To be sure, there could be political consequences from disclosure of the fact (if it be so) that the Vice President favored business interests, and especially a sector of business with which he was formerly connected. But political consequences are not my concern.

Scalia says he expected the Sierra Club motion to be “replete with citations of legal authority” and was met with a motion citing only two Supreme Court cases and a slew of newspaper articles. (A bit unfair, perhaps, to blame the Sierra Club for the dearth of Supreme Court case law in an area that has been reserved for secret, individual Supreme Court decision.) Scalia then unloads on the media for reporting much of the story incorrectly. And in the oddest act of arguing a negative ever, Scalia ends by citing the close skiing friendship between Justice Byron White and Bobby Kennedy with cases pending (no recusal) and the Charlottesville house party shared by Justice Robert Jackson and FDR with cases pending (no recusal).

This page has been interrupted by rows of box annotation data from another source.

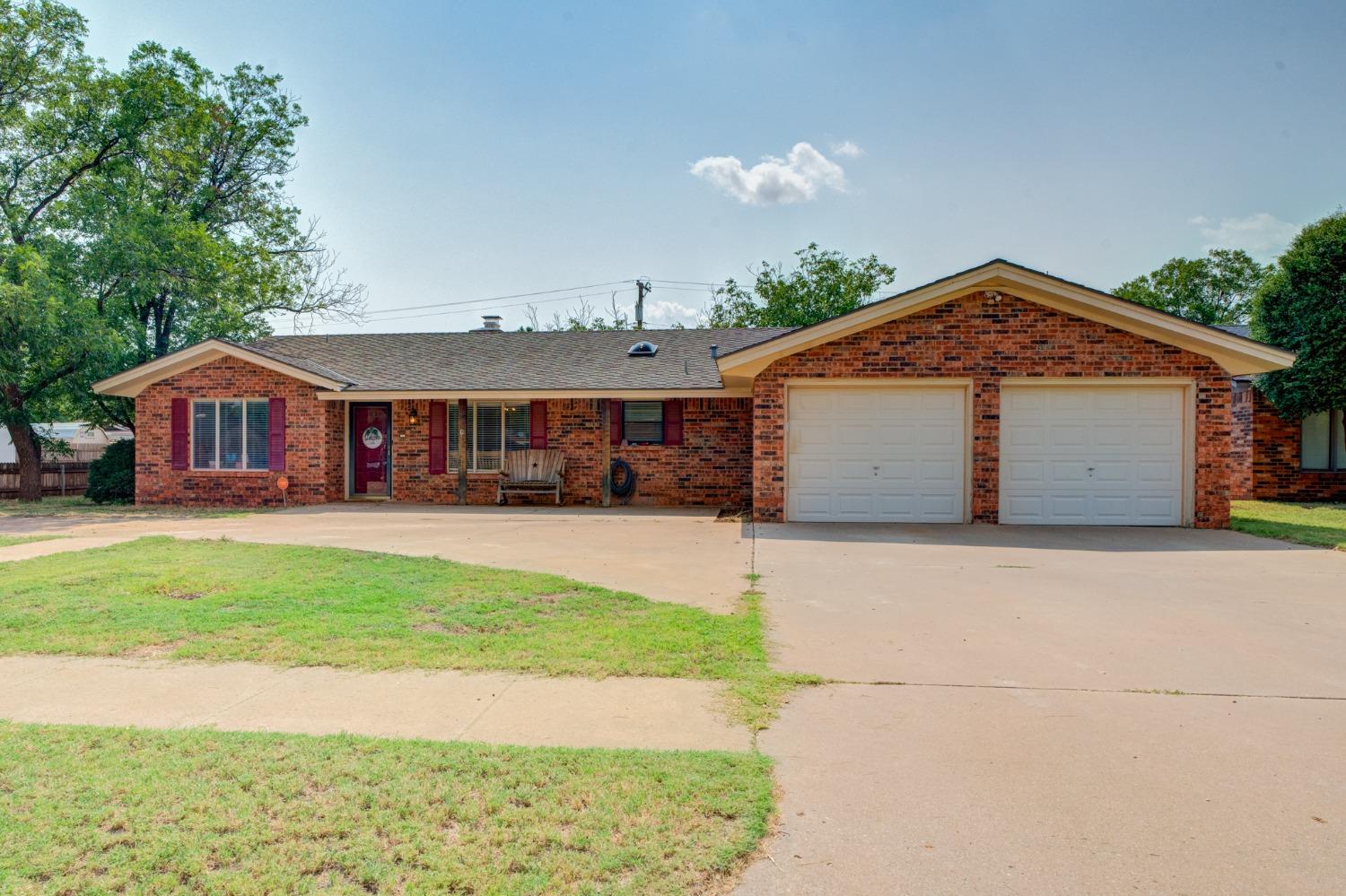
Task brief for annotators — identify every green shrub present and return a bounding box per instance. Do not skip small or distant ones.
[85,439,136,505]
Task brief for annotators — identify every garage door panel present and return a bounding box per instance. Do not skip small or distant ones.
[879,422,921,448]
[1001,387,1184,526]
[1093,422,1136,448]
[1136,495,1182,525]
[786,387,966,522]
[1136,422,1182,448]
[913,459,963,489]
[866,389,921,417]
[1001,460,1047,489]
[1044,424,1089,451]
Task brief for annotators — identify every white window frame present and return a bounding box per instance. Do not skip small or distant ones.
[188,396,271,474]
[1299,408,1346,473]
[444,401,533,474]
[622,398,668,446]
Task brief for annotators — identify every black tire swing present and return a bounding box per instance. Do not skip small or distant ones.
[607,457,635,502]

He argues, forcefully, that if he gives in to the pressure of the media, reporters will turn up even more “silly” improprieties. (Here he cites the Los Angeles Times’ recent fascination with his improper hunts, speeches, and other conduct.) He warns:

While the political branches can perhaps survive the constant baseless allegations of impropriety, this Court cannot. The people must have confidence in the integrity of the Justices, and that cannot exist in a system that assumes them to be corruptible by the slightest friendship or favor.

There is a phenomenon that most liberal law students describe as the devastating effect of reading their first Scalia dissent: You read what you thought was a compelling majority opinion in some good, liberal, results-oriented case, and then you read a blistering, flawless Scalia dissent and realize, “Oh my God, he’s right.” For some of us, law school is a protracted exercise in fighting the alluring tractor-beam pull of those Scalia dissents. (“How can something so right feel so wrong?”) But for all of Scalia’s intellectual force, rhetorical genius, and passion, this memorandum will not silence his critics. For those of us who have been arguing that if we formally question judicial integrity in every case, the court will turn into an endless festering judiciary committee hearing, Scalia’s arguments make good sense.

But while we all claim to deplore the judiciary committee atmosphere, we also all now demand transparency, ideological litmus tests, and full disclosure. We have lost faith in judicial integrity, and Scalia’s call to “trust me” may be too late. I disagree with him, by the way, in his contention that the court cannot survive this scrutiny and criticism. The court has survived it before and will cycle back, in time, to a period of public trust. And perversely, I welcome the openness and frankness evinced in this letter (citations to documents on file with the court notwithstanding). Openness will do far more, ultimately, to foster public trust than baseless secrecy. We live in a transparent age, and the court has managed to huddle in its secret Skinner box for a surprisingly long time. That time may now be at an end.